A1 cleavage coupled to Pno1 and 90S remodeling
A series of additional remodeling events can be observed when comparing the Pre-A1 and Post-A1 states, which includes the release of the Krr1-Faf1 complex and its replacement by the relocated Pno1 and h45 (Fig. 3, G and H, and fig. S8). With the translocation of Pno1 and the associated h45, the RNA platform region adopts a mature-like conformation, typically seen in both yeast and human later cytoplasmic pre-40S intermediates. This results in the formation of rRNA helices h19 and h25 (Fig. 3H), and, as a consequence, a new interface is formed and stabilized by the newly recruited methyltransferase Dim1 (Fig. 3I, fig. S9, and supplementary text), thereby rendering these rearrangements irreversible. The binding mode of Pno1 to h45 differs between the Pre-A1 and Post-A1 states (Fig. 3J and fig. S8B). Relocation of h45 relative to Pno1 is stabilized by the long C-terminal a helix of Utp7, which previously was bound to H7 of the 5′-ETS before its dismantling (Fig. 3J and fig. S8C). The interaction of Utp14 with Pno1 prevents premature recruitment of the endonuclease Nob1, which later catalyzes the last processing step of the pre-18S rRNA at site D (Fig. 3, K and L) (28). Finally, by relocating to the central platform, Pno1 and its clamped h45 dissociate from Utp21 and Utp13 of the UTP-B module (fig.

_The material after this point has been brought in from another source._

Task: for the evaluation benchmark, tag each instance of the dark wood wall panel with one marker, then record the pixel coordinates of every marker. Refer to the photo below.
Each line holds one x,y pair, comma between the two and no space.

S8B), allowing for the first time the recruitment of the RNA helicase Dhr1 to the 90S via a two-site contact to Utp21 and Utp13 (see below and Fig. 3M).

Successive factor shedding during 90S transition to primordial pre-40S
Following the formation of state Post-A1, the dismantled 5′-ETS allows for a cascade of structural and compositional changes that result in a stepwise reduction of the 90S complex (Fig. 4).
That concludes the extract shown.